第六話 大翼の少女
大きな音がして僕は恐る恐る目を開けた。体をあちこち触ってみるが、別にどこも怪我していない。目の前にいた大男は消えていて、代わりに現れた真っ白な何かに僕は目を奪われた。新月の闇の中でも、光っているかのようにはっきりと見えて目を引く。長く赤い髪が風になびいた。
「大丈夫か?」
振り向いたその人は、あのぼろ布マントの人だった。しかしフードは風に揺れ、その顔が露わになっている。背景の発光する白がスポットライトのようにその人の姿を照らし出す。僕は彼女の顔をじっと見つめた。無表情のまま真一文字に結ばれた口元。血色の薄い白い肌。赤と黄色、そしてその境目は微かにオレンジ色のなんとも言い難い不思議な瞳。目が合ったときなぜか怖くなって身をすくめた。少女は僕の手を引いて立たせてくれた。
「……きれいだ」
僕は思わずつぶやいた。すると少女は怪訝そうな顔をして、綺麗なんて言うな! と怒鳴った。僕は肩をすくめる。ビクビクしていると、少女は大きなため息をついた。
「キミは男だろ? 情けないなあ」
不意に大きな音がした。少女の背後に目をやると、崩れた建物からあの大男が出てきた。僕はまた悲鳴を上げる。
「痛ってぇなぁ! なんなんだてめぇ!」
大男は叫ぶと同時に姿を消した。僕が呆気に取られていると、横から少女に腕をつかまれた。僕の体がふわりと浮かび上がり、地面から足が離れる。そして、僕たちのいたところの地面が大男の斧によって砕かれた。サッと血の気が引くのを感じる。後ろでバサッと音がした。首だけで振り返った僕は息を呑んだ。あの白いものは、少女の背中から生えた大きな翼だった。

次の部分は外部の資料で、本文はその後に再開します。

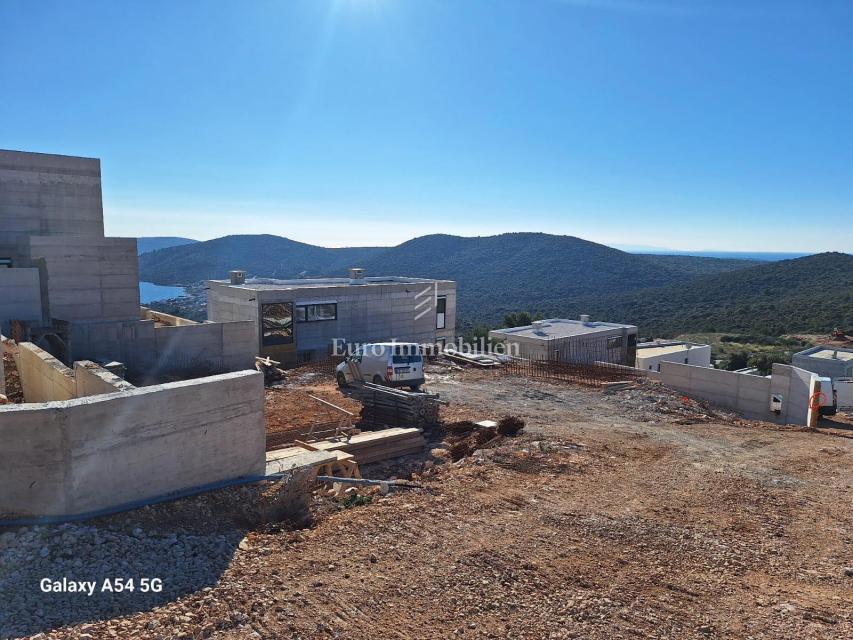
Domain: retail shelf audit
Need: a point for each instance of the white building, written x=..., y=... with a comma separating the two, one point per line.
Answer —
x=571, y=341
x=651, y=354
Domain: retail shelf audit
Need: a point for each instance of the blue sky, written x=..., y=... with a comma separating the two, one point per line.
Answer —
x=687, y=125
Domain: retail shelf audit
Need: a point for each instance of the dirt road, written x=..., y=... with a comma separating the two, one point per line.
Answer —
x=629, y=515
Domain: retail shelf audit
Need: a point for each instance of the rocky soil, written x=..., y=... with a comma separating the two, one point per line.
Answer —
x=632, y=514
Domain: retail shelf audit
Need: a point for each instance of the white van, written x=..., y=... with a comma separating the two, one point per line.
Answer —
x=394, y=364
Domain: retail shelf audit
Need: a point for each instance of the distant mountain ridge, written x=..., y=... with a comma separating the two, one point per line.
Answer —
x=556, y=275
x=153, y=243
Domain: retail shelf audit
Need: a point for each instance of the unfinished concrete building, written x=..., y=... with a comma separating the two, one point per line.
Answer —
x=82, y=438
x=73, y=291
x=831, y=362
x=582, y=341
x=297, y=320
x=650, y=355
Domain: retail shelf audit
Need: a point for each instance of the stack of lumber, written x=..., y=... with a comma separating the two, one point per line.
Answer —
x=387, y=406
x=368, y=447
x=475, y=359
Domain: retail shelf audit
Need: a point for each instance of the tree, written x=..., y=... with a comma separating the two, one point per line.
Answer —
x=517, y=319
x=738, y=360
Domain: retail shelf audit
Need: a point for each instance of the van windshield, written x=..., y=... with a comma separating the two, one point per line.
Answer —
x=406, y=354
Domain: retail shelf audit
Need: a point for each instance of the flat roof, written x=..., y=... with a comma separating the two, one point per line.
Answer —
x=561, y=328
x=274, y=284
x=659, y=350
x=829, y=353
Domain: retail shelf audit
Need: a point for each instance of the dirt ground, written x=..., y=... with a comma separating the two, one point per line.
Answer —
x=632, y=514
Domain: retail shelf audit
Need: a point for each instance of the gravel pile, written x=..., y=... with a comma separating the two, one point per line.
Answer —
x=183, y=563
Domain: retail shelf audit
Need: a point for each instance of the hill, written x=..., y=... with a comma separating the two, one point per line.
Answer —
x=811, y=294
x=144, y=245
x=558, y=276
x=506, y=270
x=258, y=255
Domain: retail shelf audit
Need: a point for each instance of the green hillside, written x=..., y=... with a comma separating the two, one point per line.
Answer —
x=557, y=276
x=811, y=294
x=259, y=255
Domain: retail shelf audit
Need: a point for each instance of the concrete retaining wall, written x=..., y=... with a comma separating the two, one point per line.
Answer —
x=845, y=393
x=749, y=395
x=46, y=379
x=153, y=352
x=20, y=296
x=71, y=457
x=43, y=377
x=794, y=385
x=164, y=318
x=744, y=393
x=48, y=194
x=88, y=277
x=91, y=380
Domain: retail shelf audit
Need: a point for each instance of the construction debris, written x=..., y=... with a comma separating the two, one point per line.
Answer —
x=366, y=448
x=474, y=359
x=463, y=438
x=270, y=368
x=386, y=406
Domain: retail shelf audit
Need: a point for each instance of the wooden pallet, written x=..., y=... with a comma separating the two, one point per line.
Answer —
x=367, y=447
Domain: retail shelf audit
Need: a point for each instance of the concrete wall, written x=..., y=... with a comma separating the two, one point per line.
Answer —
x=844, y=389
x=20, y=297
x=45, y=194
x=72, y=457
x=155, y=352
x=87, y=277
x=794, y=385
x=699, y=356
x=591, y=347
x=367, y=313
x=91, y=380
x=747, y=394
x=164, y=318
x=46, y=379
x=828, y=367
x=43, y=377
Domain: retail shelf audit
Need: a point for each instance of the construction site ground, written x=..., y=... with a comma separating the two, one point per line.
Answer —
x=631, y=514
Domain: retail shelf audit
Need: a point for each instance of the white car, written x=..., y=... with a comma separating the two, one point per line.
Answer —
x=393, y=364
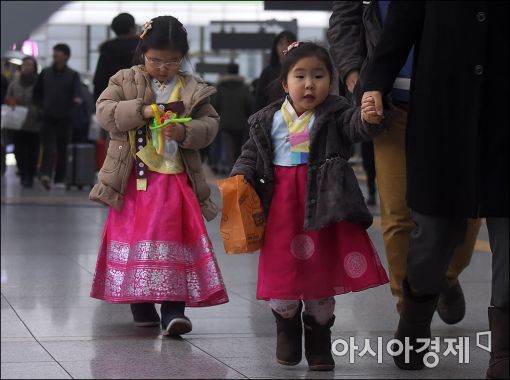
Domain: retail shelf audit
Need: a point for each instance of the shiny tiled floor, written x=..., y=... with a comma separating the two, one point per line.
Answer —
x=51, y=328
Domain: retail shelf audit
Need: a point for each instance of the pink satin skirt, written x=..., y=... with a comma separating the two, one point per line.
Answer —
x=298, y=264
x=157, y=248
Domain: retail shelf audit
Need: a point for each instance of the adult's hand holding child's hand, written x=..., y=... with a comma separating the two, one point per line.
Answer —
x=372, y=107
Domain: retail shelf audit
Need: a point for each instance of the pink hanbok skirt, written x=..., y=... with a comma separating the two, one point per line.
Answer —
x=298, y=264
x=157, y=248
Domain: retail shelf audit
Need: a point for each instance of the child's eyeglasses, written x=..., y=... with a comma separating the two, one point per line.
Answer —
x=159, y=65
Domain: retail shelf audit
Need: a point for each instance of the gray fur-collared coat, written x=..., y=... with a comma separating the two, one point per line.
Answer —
x=332, y=192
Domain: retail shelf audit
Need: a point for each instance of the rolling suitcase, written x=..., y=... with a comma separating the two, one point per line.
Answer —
x=81, y=165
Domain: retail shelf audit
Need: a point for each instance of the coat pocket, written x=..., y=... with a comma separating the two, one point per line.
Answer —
x=115, y=155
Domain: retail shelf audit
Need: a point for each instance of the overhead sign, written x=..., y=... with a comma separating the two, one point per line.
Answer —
x=298, y=5
x=244, y=41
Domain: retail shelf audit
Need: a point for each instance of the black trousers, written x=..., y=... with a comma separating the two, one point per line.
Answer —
x=232, y=141
x=26, y=150
x=431, y=247
x=55, y=136
x=367, y=154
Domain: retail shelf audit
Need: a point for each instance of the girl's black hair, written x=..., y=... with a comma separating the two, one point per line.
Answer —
x=31, y=58
x=289, y=36
x=303, y=50
x=166, y=32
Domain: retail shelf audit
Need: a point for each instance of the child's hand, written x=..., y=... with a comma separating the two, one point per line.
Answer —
x=148, y=112
x=174, y=131
x=371, y=107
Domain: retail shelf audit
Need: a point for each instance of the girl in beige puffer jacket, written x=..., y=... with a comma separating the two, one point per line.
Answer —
x=155, y=247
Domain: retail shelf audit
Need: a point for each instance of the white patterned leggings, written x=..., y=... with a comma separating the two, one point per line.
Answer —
x=321, y=310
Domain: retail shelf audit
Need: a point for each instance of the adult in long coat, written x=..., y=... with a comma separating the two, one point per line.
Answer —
x=457, y=147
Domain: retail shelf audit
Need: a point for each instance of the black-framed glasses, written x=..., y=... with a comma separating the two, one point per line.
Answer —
x=159, y=65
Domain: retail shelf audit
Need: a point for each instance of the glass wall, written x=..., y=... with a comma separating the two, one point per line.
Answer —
x=84, y=25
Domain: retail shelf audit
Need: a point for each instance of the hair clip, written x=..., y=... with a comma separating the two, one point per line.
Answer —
x=146, y=27
x=291, y=46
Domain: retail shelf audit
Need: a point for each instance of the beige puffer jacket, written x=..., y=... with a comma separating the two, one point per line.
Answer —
x=119, y=109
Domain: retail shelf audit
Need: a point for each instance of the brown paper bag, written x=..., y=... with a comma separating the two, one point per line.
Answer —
x=242, y=220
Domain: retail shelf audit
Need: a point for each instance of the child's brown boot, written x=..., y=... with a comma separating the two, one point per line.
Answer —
x=318, y=344
x=289, y=339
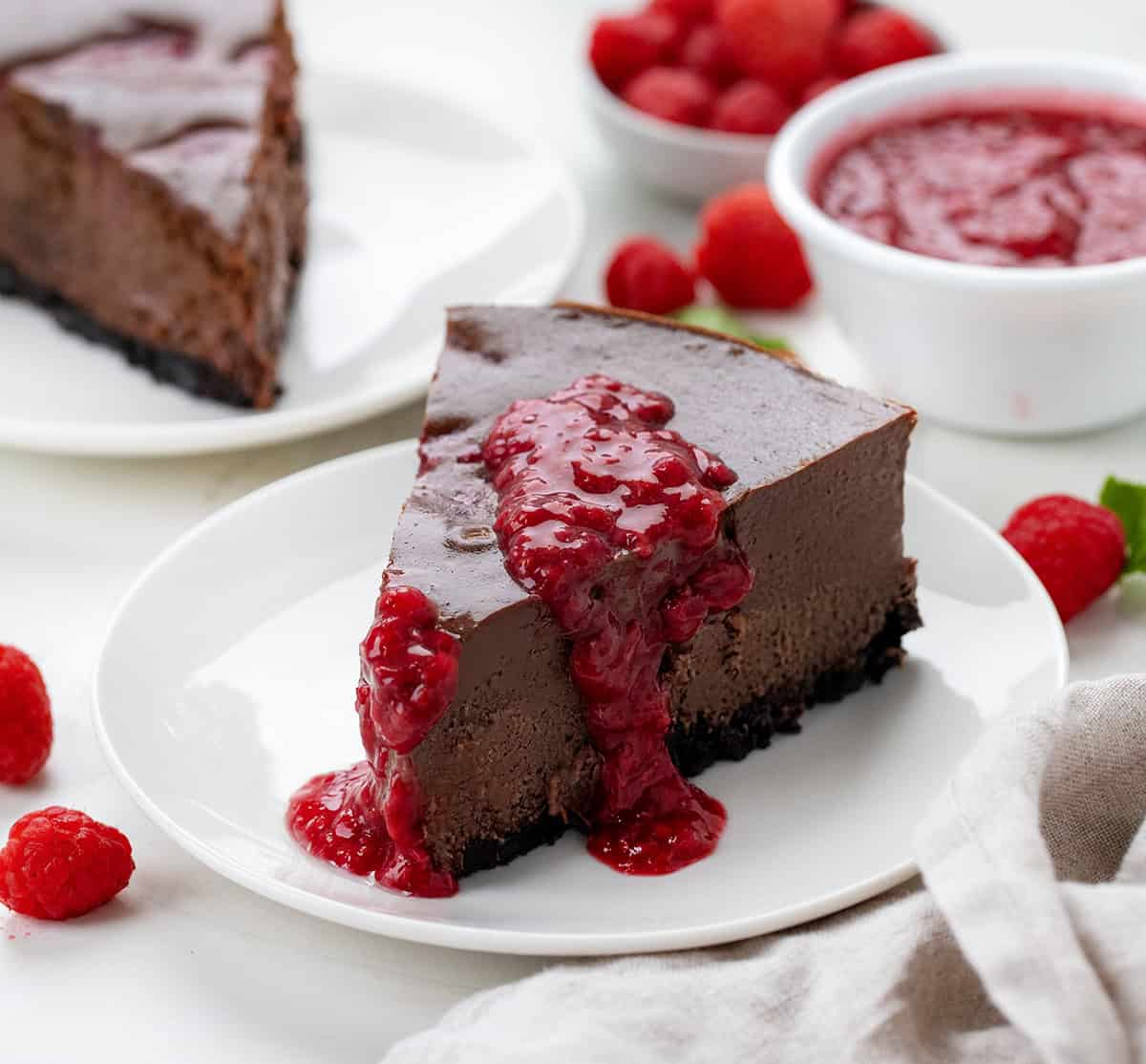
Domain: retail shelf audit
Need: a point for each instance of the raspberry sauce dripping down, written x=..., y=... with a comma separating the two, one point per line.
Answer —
x=368, y=819
x=616, y=522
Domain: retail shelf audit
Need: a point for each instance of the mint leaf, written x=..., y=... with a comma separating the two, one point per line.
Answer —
x=1129, y=502
x=721, y=320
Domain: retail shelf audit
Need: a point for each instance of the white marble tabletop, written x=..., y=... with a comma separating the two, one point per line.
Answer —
x=188, y=967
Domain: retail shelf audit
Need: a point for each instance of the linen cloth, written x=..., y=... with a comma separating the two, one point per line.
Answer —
x=1026, y=943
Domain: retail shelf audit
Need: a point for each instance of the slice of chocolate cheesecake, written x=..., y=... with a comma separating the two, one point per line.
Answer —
x=633, y=548
x=152, y=183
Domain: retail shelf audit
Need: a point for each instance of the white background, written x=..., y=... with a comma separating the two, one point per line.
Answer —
x=186, y=967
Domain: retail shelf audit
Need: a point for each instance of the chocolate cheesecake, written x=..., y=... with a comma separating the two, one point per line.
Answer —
x=153, y=194
x=633, y=549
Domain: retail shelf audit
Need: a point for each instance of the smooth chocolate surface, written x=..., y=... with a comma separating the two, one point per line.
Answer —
x=152, y=177
x=817, y=509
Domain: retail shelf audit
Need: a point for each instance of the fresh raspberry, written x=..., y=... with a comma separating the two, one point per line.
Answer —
x=784, y=43
x=689, y=12
x=620, y=49
x=26, y=718
x=878, y=37
x=1077, y=549
x=749, y=253
x=671, y=95
x=708, y=52
x=751, y=107
x=646, y=275
x=820, y=86
x=60, y=863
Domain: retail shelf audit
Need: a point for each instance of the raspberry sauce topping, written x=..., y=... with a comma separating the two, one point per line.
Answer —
x=368, y=819
x=614, y=521
x=1006, y=186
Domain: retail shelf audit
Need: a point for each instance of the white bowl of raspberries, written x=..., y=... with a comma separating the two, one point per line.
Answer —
x=689, y=93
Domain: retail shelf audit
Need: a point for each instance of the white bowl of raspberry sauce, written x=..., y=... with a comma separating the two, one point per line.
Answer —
x=977, y=224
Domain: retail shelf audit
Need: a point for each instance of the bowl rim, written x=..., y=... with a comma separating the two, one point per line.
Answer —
x=811, y=131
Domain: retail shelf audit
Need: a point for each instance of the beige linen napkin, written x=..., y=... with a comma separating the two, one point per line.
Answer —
x=1029, y=943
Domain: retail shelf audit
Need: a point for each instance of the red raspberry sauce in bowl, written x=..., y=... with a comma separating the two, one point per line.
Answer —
x=1035, y=183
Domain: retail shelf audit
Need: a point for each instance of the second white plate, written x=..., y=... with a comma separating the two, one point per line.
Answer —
x=417, y=203
x=228, y=676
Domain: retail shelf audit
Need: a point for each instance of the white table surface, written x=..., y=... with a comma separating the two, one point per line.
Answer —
x=187, y=967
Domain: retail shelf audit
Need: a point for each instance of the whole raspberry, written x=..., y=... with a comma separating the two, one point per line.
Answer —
x=1077, y=549
x=784, y=43
x=751, y=107
x=60, y=863
x=674, y=96
x=749, y=253
x=689, y=12
x=820, y=86
x=26, y=718
x=646, y=275
x=620, y=49
x=708, y=52
x=878, y=37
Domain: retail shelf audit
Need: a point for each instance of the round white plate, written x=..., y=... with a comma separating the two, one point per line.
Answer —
x=228, y=680
x=417, y=203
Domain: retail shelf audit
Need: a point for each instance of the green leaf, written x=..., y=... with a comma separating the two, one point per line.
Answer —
x=722, y=320
x=1129, y=502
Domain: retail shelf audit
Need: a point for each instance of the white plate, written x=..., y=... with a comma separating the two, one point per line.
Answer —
x=417, y=203
x=228, y=678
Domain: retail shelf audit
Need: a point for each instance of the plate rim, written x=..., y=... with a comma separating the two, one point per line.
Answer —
x=478, y=939
x=181, y=438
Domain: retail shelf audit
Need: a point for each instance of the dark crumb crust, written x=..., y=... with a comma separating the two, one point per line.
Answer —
x=170, y=367
x=750, y=728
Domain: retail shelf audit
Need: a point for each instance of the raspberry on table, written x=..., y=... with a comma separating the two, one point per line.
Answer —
x=708, y=52
x=784, y=43
x=1077, y=549
x=880, y=37
x=749, y=253
x=688, y=11
x=751, y=107
x=26, y=718
x=622, y=47
x=60, y=863
x=673, y=95
x=646, y=275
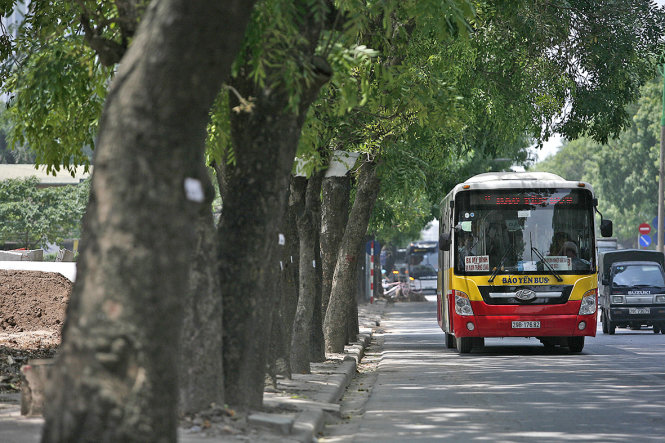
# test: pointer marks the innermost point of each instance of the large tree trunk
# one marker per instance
(317, 343)
(282, 325)
(342, 299)
(265, 141)
(200, 372)
(334, 215)
(306, 330)
(115, 376)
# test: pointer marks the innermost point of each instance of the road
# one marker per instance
(514, 390)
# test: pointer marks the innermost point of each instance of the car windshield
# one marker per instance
(638, 275)
(522, 231)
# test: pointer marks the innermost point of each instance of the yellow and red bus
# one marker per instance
(518, 259)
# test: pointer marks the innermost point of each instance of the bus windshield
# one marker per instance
(423, 262)
(524, 231)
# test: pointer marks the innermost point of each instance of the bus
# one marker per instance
(517, 258)
(422, 260)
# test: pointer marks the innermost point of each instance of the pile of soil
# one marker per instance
(32, 311)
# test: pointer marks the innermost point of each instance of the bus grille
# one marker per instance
(544, 295)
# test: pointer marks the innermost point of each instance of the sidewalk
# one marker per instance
(297, 408)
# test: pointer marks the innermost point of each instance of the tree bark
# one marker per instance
(280, 358)
(334, 215)
(302, 325)
(342, 299)
(115, 376)
(317, 344)
(306, 331)
(265, 141)
(200, 371)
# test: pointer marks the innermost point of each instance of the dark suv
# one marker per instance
(631, 289)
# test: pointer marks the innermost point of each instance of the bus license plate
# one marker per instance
(639, 310)
(526, 324)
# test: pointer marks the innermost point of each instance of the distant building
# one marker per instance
(63, 177)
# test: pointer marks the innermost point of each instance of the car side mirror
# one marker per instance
(444, 241)
(606, 228)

「つ、翼!? なんだそれ!? ってか、ぼ、僕……空飛んでうわあああああああああ!!!」
「うるさい。舌噛むぞ」
少女は雄々しい口調で僕の言葉を足蹴にした。近くの建物の屋上に乱暴に僕を降ろす。
「い、痛いです! なんなんですかあなたは!?」
「アル、この島を出るぞ。長居は無用だ」
少女はまた僕の言葉を無視して、立ち上がった僕を背後から抱きかかえるようにしてがっしりとつかんだ。
「どうして僕の名ま……ぎゃあああああああああああ!」
少女は僕の言葉を遮って飛び立った。さっきより高い高度に悲鳴をこらえられない。大男が遥か下で何か叫んでいるが、その声は高さのせいか僕の悲鳴のせいか、僕の耳には届かなかった。